Coder Social home page Coder Social logo

Comments (12)

egor-bogomolov avatar egor-bogomolov commented on May 30, 2024 1

Numbers are just strings of digits :)

from astminer.

liangxi11 avatar liangxi11 commented on May 30, 2024 1

My CLI version is 0.3 and I use it to parse python code.

The command I used was "java -jar cli.jar code2vec --lang py --project path/to/project --output path/to/results --maxH H --maxW W --maxContexts C --maxTokens T --maxPaths P"

------Explanation for the last question------
In path_context_xx.csv, I have many (Token id, Path id, Token id) triples.
In paths.csv, a path id corresponds to many node_type id.
In node_types.csv, a node_type id corresponds to many words.
I want to ask why does a node_type id correspond to so many words?
------Explanation for the last question------

Besides, I want to have a preprocessed data consisting string path. At first, I substituted the node_type id in a path by all its corresponding words, but the paths I got were too long to train code2vec. And I also tried to use digits path to train code2vec but I got a very bad result.

Now I want to substitute the node_type id in a path by its first corresponding words. Do you think it makes sense?

from astminer.

ayushbihani avatar ayushbihani commented on May 30, 2024 1

Why shouldn't we substitute the path ID by the corresponding node types?

from astminer.

egor-bogomolov avatar egor-bogomolov commented on May 30, 2024

Hi! You're not supposed to substitute anything at all. Just use numerical ids.

from astminer.

liangxi11 avatar liangxi11 commented on May 30, 2024

But code2vec requires input in string format rather than in numeric format.

from astminer.

liangxi11 avatar liangxi11 commented on May 30, 2024

I tried to input digits path, but it doesn't work well.

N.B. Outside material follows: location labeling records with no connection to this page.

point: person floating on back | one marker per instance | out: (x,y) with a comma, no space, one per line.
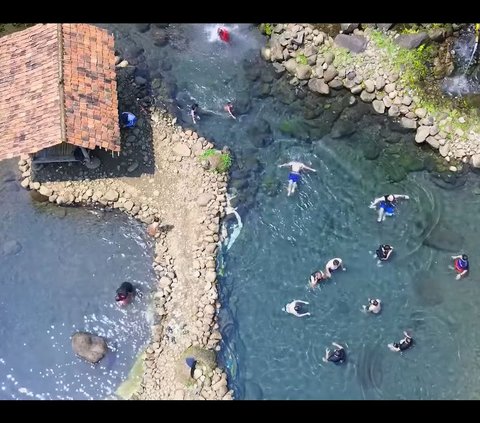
(374,306)
(128,120)
(402,345)
(387,205)
(124,293)
(461,265)
(229,109)
(295,308)
(223,34)
(294,175)
(194,113)
(384,252)
(337,356)
(316,278)
(333,265)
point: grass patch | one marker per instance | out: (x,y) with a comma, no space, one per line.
(220,161)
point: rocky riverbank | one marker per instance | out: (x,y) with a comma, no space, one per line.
(171,184)
(383,69)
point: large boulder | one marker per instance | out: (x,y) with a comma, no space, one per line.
(411,41)
(348,28)
(353,43)
(89,347)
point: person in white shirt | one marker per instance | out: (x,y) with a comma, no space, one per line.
(332,265)
(295,308)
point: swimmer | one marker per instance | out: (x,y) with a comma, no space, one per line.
(403,345)
(384,252)
(316,278)
(223,34)
(294,176)
(295,308)
(229,109)
(387,205)
(374,306)
(124,293)
(333,265)
(337,356)
(461,265)
(194,113)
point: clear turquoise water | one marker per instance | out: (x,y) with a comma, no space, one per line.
(272,355)
(60,269)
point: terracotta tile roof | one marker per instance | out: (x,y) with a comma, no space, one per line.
(35,111)
(29,100)
(90,87)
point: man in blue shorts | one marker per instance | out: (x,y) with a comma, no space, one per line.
(294,175)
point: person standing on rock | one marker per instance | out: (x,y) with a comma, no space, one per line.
(128,120)
(294,175)
(223,34)
(387,205)
(124,294)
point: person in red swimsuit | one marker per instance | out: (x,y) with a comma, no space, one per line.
(224,34)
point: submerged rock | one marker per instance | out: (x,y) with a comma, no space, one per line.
(89,347)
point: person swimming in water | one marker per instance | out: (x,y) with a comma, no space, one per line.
(294,175)
(229,109)
(295,308)
(223,34)
(337,356)
(387,205)
(374,306)
(124,293)
(333,265)
(384,252)
(402,345)
(461,265)
(194,113)
(316,278)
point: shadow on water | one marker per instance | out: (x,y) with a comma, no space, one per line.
(358,156)
(60,270)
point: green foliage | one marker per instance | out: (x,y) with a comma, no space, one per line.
(224,163)
(266,29)
(302,59)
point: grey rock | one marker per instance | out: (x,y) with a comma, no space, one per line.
(353,43)
(89,347)
(111,195)
(303,72)
(408,123)
(330,73)
(204,199)
(318,86)
(348,28)
(367,97)
(181,149)
(422,133)
(378,106)
(139,80)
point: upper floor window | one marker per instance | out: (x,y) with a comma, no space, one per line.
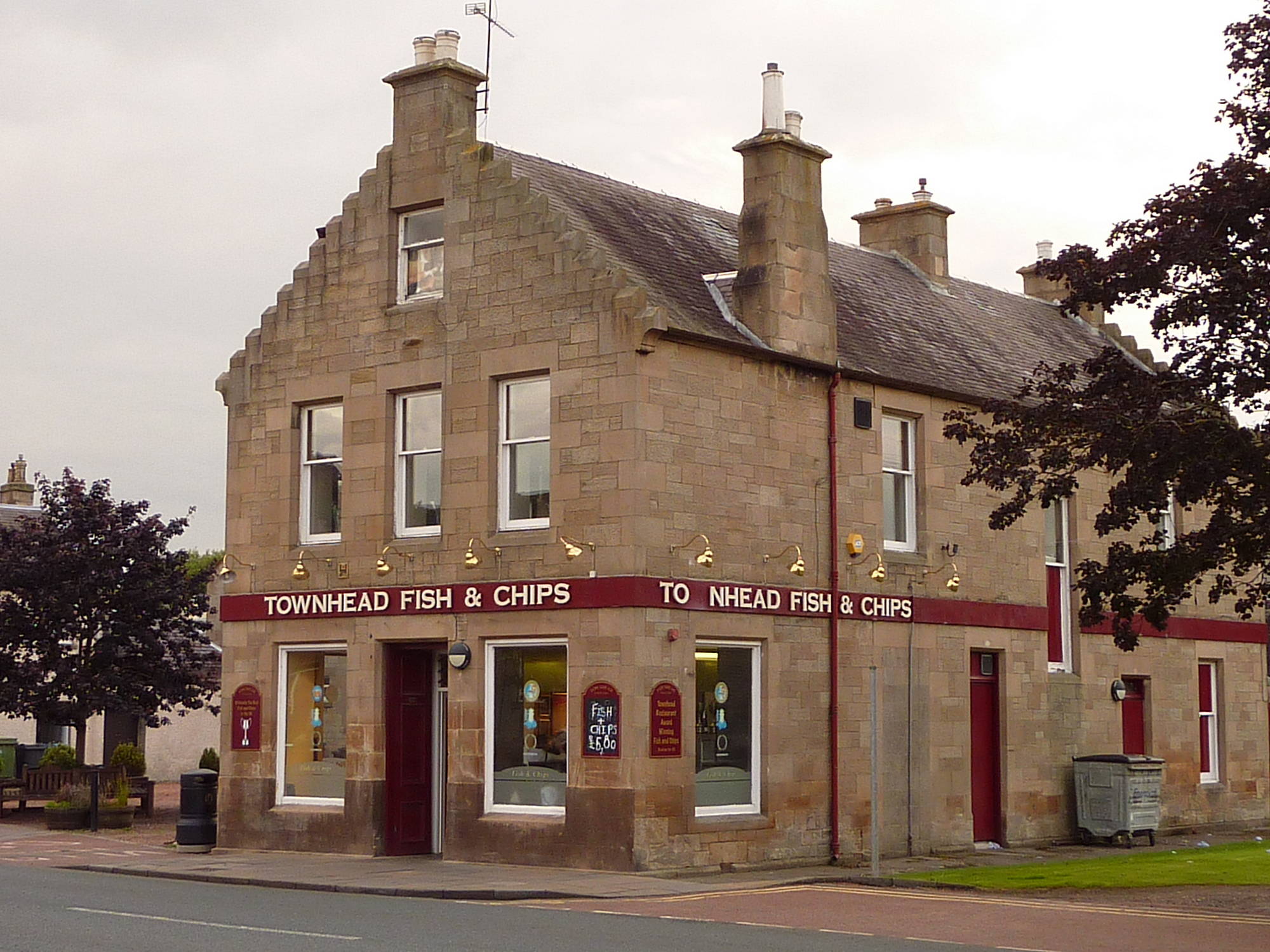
(421,271)
(1208,750)
(525,454)
(900,486)
(322,473)
(418,468)
(1059,587)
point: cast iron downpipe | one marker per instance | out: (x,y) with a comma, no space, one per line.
(835,852)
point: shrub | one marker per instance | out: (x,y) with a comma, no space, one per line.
(210,761)
(60,757)
(130,758)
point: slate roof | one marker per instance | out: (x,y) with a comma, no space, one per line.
(895,326)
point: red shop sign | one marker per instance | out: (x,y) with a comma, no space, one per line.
(666,722)
(601,720)
(246,719)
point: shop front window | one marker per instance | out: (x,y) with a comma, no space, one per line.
(526,734)
(313,718)
(728,703)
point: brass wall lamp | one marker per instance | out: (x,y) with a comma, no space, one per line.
(954,581)
(798,567)
(227,576)
(575,548)
(707,558)
(383,567)
(472,560)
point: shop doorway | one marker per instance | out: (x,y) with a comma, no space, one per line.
(985,747)
(415,752)
(1133,717)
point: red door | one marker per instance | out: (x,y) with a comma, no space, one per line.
(1133,717)
(408,784)
(985,747)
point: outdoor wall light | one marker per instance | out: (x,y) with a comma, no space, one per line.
(707,558)
(383,567)
(459,656)
(225,574)
(798,567)
(954,582)
(472,560)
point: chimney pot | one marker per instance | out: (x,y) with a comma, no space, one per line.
(774,100)
(448,45)
(425,50)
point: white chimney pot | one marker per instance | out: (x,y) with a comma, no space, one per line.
(448,45)
(774,100)
(425,50)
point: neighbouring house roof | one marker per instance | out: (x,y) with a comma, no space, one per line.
(896,327)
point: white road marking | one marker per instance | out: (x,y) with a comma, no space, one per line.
(215,926)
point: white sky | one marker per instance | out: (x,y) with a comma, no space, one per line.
(163,166)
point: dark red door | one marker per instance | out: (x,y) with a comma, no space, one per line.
(985,747)
(1133,717)
(408,769)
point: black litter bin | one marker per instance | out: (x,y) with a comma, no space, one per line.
(196,827)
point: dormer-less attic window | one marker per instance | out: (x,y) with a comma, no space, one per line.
(421,270)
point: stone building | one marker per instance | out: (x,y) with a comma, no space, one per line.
(667,487)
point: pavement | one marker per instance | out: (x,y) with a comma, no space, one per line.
(147,850)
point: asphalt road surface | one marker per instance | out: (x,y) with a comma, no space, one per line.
(54,909)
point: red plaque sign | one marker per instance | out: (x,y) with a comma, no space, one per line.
(246,719)
(666,722)
(601,720)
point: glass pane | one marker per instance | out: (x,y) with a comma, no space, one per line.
(895,507)
(895,444)
(1056,532)
(725,727)
(324,484)
(531,742)
(316,733)
(421,422)
(422,491)
(425,270)
(424,227)
(326,440)
(529,409)
(530,491)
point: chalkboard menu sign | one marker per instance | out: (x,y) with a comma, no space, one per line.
(601,722)
(666,722)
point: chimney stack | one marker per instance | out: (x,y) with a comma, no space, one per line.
(918,230)
(434,109)
(783,290)
(17,491)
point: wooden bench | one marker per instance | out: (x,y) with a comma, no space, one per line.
(44,784)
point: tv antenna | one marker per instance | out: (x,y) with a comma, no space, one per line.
(491,13)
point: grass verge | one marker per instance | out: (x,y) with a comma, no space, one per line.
(1231,865)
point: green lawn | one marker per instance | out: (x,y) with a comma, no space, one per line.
(1233,865)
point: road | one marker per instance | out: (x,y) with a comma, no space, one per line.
(46,908)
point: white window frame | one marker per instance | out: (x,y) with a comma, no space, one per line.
(1215,774)
(491,648)
(305,477)
(756,728)
(399,505)
(280,761)
(910,431)
(404,253)
(1062,516)
(505,456)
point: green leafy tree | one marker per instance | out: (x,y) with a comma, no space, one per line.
(1200,258)
(97,614)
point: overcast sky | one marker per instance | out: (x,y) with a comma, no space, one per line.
(163,166)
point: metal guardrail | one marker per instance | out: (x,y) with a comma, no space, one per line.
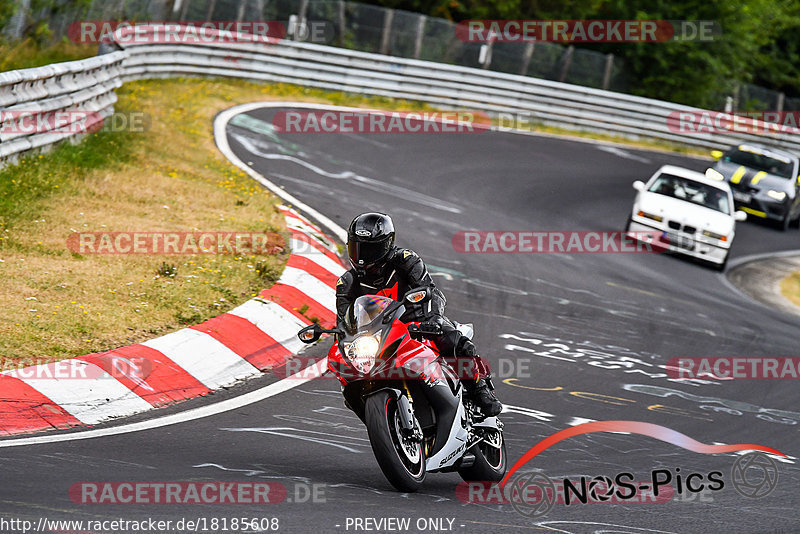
(539,101)
(46,105)
(89,84)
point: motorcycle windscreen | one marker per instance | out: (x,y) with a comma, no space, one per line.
(365,309)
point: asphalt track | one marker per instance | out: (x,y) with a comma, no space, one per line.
(573,338)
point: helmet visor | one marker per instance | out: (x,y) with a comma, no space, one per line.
(363,254)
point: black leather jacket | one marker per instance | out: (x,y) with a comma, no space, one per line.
(403,270)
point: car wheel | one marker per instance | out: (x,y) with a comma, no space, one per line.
(721,266)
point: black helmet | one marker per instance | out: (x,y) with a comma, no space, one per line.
(369,239)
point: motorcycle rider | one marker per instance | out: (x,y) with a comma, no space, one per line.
(381,268)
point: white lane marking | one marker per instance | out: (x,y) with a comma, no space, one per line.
(221,138)
(623,154)
(88,400)
(323,438)
(318,257)
(203,357)
(363,181)
(182,417)
(310,285)
(273,320)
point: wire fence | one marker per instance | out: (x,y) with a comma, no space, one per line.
(369,28)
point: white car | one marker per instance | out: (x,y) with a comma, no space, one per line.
(686,212)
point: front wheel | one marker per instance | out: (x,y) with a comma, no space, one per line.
(400,457)
(490,459)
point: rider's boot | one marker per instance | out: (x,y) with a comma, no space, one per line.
(480,393)
(478,388)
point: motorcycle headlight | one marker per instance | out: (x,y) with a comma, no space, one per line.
(362,352)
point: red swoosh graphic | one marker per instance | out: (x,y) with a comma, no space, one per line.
(634,427)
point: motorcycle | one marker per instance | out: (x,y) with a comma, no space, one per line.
(409,398)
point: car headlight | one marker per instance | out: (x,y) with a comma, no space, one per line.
(656,218)
(362,352)
(712,235)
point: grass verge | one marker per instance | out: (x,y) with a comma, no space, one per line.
(170,177)
(790,288)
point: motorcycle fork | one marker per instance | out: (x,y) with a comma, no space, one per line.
(425,443)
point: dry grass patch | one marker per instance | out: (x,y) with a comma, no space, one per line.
(790,288)
(57,304)
(170,178)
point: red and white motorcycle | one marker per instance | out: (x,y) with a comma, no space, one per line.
(409,398)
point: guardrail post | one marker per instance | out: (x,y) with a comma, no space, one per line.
(526,58)
(485,55)
(341,23)
(185,9)
(387,30)
(16,24)
(303,10)
(210,11)
(240,13)
(607,71)
(567,62)
(420,33)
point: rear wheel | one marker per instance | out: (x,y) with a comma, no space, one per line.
(490,459)
(721,266)
(400,457)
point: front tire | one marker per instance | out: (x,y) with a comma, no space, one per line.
(490,460)
(401,459)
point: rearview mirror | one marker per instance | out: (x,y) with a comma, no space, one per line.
(310,333)
(418,295)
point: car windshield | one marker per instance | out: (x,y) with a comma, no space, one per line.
(691,191)
(777,165)
(364,310)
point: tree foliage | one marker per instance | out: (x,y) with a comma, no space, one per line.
(759,43)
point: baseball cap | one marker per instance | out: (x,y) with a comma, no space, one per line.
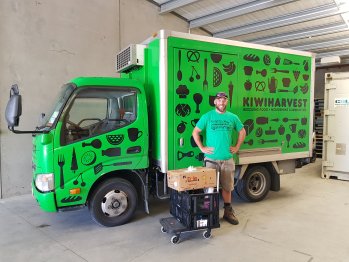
(221,95)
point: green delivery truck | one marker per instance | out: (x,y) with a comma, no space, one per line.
(109,141)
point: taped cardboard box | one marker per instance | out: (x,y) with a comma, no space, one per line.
(189,179)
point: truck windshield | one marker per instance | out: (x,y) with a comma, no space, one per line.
(50,119)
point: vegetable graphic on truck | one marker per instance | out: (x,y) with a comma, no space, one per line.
(109,142)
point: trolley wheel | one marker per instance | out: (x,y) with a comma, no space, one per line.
(207,234)
(163,230)
(174,239)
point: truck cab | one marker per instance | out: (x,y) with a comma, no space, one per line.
(85,151)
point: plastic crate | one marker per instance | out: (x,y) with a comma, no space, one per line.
(195,209)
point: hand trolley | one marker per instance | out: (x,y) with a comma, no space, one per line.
(192,210)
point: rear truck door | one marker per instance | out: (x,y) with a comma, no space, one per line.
(101,129)
(198,75)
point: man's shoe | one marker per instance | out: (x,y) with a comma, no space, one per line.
(229,216)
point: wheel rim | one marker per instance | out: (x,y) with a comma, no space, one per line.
(257,184)
(114,203)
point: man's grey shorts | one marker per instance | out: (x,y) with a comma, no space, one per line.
(226,177)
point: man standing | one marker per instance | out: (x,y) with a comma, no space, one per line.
(219,125)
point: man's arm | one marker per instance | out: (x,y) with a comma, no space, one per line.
(241,138)
(196,136)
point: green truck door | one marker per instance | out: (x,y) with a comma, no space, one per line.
(198,76)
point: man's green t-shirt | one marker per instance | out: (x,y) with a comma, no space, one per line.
(219,129)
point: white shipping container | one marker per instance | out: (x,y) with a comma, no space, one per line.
(335,155)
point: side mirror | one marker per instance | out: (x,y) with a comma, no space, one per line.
(13,108)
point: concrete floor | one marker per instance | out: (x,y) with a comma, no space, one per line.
(306,221)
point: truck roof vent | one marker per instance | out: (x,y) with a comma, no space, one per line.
(129,58)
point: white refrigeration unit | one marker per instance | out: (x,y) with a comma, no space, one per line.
(335,155)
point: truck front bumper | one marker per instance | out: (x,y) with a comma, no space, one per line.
(46,200)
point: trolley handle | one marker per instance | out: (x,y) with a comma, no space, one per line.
(218,170)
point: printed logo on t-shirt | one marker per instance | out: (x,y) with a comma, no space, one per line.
(221,125)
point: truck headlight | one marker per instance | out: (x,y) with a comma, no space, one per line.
(44,182)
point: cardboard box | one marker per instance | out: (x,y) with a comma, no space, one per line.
(185,179)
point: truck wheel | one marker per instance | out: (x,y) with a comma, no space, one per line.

And I want to ask why does a path ID correspond to so many node types?

from astminer.

egor-bogomolov avatar egor-bogomolov commented on May 30, 2024

Could you provide more information: which data do you use, which language, the exact command to run astminer, CLI version?
I didn't quite get the last question. Node types are stored in a separate file. Long types with pipes inside are result of compressing paths of vertices with single child.

from astminer.

riyaj8888 avatar riyaj8888 commented on May 30, 2024

"java -jar cli.jar code2vec --lang py --project path/to/project --output path/to/results --maxH H --maxW W --maxContexts C --maxTokens T --maxPaths P"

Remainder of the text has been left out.